All,
I’ve recently been having issues trying to get PGI 16.5 + Open MPI working on the cluster here, to the point where I just had to abandon Open MPI 1.10.x and move to Open MPI 2.0.0, which seems to work, except it can’t seem to use our Infiniband network and has to use the tcp btl. All of this is detailed on a mailing list thread here:
https://www.open-mpi.org/community/lists/users/2016/07/29656.php
One of our gurus here created a small reproducer:
#include <string.h>
#include <infiniband/verbs.h>
struct ompi_device {
struct ibv_device *ib_dev;
struct ibv_exp_device_attr ib_exp_dev_attr;
struct ibv_context *ib_dev_context;
};
#define btl_error(...) fprintf(stderr, __VA_ARGS__); fprintf(stderr, "\n");
#define BTL_ERROR(args) btl_error args
int main() {
struct ibv_exp_device_attr exp_dev_attr;
struct ibv_device **device_list;
struct ibv_context *ib_dev_context;
struct ompi_device *device;
device=malloc(sizeof(struct ompi_device));
device_list = ibv_get_device_list(NULL);
if (!device_list)
return -1;
device->ib_dev=device_list[0];
device->ib_dev_context = ibv_open_device(device->ib_dev);
if (!device->ib_dev_context) {
fprintf(stderr, "Error, failed to open the device '%s'\n",
ibv_get_device_name(device->ib_dev));
return -1;
}
/** Begin code snippet from OpenMPI **/
device->ib_exp_dev_attr.comp_mask = IBV_EXP_DEVICE_ATTR_RESERVED - 1;
if(ibv_exp_query_device(device->ib_dev_context, &device->ib_exp_dev_attr)){
BTL_ERROR(("error obtaining device attributes for %s errno says %s",
ibv_get_device_name(device->ib_dev), strerror(errno)));
goto error;
}
/** End code snippet from OpenMPI **/
printf("hca_id: %s\n", ibv_get_device_name(device_list[0]));
printf("\tfw ver: %s\n", device->ib_exp_dev_attr.fw_ver);
printf("\tnode guid: %02x%02x:%02x%02x:%02x%02x:%02x%02x\n",
(device->ib_exp_dev_attr.node_guid & 0xFF),
(( device->ib_exp_dev_attr.node_guid >> 8 ) & 0xFF),
(( device->ib_exp_dev_attr.node_guid >> 16 ) & 0xFF),
(( device->ib_exp_dev_attr.node_guid >> 24 ) & 0xFF),
(( device->ib_exp_dev_attr.node_guid >> 32 ) & 0xFF),
(( device->ib_exp_dev_attr.node_guid >> 40 ) & 0xFF),
(( device->ib_exp_dev_attr.node_guid >> 48 ) & 0xFF),
(( device->ib_exp_dev_attr.node_guid >> 56 ) & 0xFF)
);
return 0;
error:
return -1;
}
which seems to show that pgcc is acting differently:
(1023) $ gcc --version
gcc (GCC) 6.1.0
Copyright (C) 2016 Free Software Foundation, Inc.
This is free software; see the source for copying conditions.
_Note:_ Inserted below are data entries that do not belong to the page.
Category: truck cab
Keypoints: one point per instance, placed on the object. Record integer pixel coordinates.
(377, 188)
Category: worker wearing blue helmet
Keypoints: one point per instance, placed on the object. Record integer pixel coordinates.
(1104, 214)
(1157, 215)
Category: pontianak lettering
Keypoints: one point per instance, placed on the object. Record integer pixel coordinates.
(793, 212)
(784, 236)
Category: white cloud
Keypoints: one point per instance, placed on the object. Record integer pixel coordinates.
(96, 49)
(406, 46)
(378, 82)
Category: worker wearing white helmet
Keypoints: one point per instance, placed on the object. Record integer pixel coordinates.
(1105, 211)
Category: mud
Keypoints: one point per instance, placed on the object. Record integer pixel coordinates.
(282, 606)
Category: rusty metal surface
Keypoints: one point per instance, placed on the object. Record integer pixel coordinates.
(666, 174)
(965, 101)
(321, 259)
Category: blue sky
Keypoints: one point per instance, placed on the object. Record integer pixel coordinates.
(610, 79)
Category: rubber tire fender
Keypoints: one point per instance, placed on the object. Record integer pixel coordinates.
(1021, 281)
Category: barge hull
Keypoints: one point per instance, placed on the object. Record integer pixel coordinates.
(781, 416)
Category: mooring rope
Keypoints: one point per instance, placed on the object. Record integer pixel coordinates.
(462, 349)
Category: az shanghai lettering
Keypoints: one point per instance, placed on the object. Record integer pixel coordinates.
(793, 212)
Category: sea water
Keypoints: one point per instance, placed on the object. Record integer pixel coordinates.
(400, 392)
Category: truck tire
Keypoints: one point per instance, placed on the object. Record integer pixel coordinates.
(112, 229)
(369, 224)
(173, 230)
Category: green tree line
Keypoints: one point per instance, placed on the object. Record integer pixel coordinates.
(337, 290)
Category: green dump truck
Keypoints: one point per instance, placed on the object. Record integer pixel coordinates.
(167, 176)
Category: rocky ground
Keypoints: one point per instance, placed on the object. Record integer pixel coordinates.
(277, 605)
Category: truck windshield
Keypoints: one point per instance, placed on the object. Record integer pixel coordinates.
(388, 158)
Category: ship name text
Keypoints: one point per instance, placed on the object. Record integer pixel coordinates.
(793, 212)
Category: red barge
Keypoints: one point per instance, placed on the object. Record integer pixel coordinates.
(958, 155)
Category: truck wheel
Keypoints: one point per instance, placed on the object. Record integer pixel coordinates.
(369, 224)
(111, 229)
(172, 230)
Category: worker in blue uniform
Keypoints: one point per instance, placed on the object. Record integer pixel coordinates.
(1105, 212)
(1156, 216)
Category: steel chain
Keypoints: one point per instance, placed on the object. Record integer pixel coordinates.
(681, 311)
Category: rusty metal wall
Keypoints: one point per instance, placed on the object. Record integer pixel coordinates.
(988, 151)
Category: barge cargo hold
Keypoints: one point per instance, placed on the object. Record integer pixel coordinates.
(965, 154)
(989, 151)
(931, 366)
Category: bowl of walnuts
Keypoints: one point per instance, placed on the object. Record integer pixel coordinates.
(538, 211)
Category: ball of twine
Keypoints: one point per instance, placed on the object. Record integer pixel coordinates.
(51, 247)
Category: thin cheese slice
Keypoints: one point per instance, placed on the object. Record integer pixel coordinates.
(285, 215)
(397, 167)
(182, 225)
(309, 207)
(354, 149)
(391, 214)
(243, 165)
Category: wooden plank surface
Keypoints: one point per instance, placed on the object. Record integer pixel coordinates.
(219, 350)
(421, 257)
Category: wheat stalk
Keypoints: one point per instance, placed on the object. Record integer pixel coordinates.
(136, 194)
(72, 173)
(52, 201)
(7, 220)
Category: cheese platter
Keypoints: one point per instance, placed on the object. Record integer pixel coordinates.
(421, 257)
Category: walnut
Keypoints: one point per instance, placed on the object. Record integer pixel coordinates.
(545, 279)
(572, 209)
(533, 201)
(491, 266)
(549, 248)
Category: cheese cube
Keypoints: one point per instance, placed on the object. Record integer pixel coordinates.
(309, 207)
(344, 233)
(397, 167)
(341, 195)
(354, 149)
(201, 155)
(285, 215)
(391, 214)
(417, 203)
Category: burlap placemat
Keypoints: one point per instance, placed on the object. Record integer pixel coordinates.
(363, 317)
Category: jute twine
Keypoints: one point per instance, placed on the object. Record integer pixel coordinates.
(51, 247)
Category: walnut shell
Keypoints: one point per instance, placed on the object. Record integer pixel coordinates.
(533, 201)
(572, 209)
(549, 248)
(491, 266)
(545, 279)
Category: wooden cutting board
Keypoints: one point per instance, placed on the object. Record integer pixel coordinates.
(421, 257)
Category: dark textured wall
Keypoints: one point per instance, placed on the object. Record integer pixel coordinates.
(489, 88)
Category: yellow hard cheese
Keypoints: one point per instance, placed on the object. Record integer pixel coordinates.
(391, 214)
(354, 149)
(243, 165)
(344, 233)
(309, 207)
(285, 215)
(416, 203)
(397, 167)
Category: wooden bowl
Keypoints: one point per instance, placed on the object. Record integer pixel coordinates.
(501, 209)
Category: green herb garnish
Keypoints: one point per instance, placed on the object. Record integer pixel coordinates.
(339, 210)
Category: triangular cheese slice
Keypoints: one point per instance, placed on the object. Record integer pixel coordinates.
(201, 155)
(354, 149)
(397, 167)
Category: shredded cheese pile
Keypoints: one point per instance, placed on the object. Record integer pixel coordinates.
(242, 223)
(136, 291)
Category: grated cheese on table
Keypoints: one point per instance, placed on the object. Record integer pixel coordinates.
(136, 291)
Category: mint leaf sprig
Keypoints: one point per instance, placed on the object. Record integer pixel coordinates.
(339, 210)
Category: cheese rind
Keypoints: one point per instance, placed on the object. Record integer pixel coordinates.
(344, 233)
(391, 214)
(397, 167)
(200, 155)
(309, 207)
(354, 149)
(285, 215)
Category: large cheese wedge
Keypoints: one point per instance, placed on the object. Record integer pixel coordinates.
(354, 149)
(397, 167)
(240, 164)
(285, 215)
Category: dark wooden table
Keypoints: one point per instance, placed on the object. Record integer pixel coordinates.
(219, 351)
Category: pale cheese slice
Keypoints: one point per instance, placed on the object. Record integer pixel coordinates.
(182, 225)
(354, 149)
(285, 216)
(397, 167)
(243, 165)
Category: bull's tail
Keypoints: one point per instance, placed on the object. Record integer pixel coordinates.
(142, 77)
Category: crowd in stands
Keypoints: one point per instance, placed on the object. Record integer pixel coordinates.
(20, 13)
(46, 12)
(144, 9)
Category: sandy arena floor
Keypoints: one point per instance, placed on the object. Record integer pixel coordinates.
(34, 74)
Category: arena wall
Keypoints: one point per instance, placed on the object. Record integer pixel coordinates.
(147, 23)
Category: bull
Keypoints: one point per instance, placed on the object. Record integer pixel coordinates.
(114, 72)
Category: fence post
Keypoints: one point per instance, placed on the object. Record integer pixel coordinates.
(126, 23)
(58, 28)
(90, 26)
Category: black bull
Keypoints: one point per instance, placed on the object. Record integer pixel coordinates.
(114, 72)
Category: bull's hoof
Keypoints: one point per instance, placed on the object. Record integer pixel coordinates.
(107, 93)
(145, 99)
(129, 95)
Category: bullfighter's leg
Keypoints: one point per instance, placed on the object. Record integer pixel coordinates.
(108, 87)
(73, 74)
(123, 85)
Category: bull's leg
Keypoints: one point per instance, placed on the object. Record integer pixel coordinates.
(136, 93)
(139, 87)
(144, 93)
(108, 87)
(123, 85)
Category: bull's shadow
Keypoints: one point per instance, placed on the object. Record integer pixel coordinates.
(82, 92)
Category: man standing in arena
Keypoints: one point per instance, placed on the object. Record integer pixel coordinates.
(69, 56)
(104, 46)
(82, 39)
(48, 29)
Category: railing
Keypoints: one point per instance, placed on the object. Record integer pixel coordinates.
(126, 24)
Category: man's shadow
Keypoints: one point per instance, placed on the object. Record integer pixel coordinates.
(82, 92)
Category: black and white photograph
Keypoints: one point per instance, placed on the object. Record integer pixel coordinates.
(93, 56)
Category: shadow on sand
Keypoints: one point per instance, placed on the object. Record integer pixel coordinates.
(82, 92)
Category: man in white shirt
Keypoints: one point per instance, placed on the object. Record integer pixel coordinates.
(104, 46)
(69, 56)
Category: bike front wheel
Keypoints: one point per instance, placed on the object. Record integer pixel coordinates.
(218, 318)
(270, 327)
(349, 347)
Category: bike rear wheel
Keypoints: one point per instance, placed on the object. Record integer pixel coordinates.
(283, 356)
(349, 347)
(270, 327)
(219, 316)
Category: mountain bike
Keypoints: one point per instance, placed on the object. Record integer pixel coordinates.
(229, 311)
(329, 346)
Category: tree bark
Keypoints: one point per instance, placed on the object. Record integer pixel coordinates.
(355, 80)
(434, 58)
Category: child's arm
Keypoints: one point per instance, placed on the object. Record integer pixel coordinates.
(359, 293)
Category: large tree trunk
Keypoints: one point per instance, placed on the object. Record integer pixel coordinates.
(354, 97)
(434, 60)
There is NO
warranty; not even for MERCHANTABILITY or FITNESS FOR A PARTICULAR PURPOSE.
(1024) $ gcc -libverbs ./ib_verbs_q.c -o ib_verbs_q && ./ib_verbs_q
hca_id: mlx5_0
fw ver: 10.12.1100
node guid: e41d:2d03:000d:c7e0
(1032) $ icc -V
Intel(R) C Intel(R) 64 Compiler for applications running on Intel(R) 64, Version 16.0.3.210 Build 20160415
Copyright (C) 1985-2016 Intel Corporation. All rights reserved.
(1033) $ icc -libverbs ./ib_verbs_q.c -o ib_verbs_q && ./ib_verbs_q
hca_id: mlx5_0
fw ver: 10.12.1100
node guid: e41d:2d03:000d:c7e0
(1035) $ pgcc -V
pgcc 16.5-0 64-bit target on x86-64 Linux -tp haswell
The Portland Group - PGI Compilers and Tools
Copyright (c) 2016, NVIDIA CORPORATION. All rights reserved.
(1036) $ pgcc -libverbs ./ib_verbs_q.c -o ib_verbs_q && ./ib_verbs_q
error obtaining device attributes for mlx5_0 errno says Cannot allocate memory
Any ideas on what is happening? Maybe some extra flag needs to be passed in?
Thanks,
Matt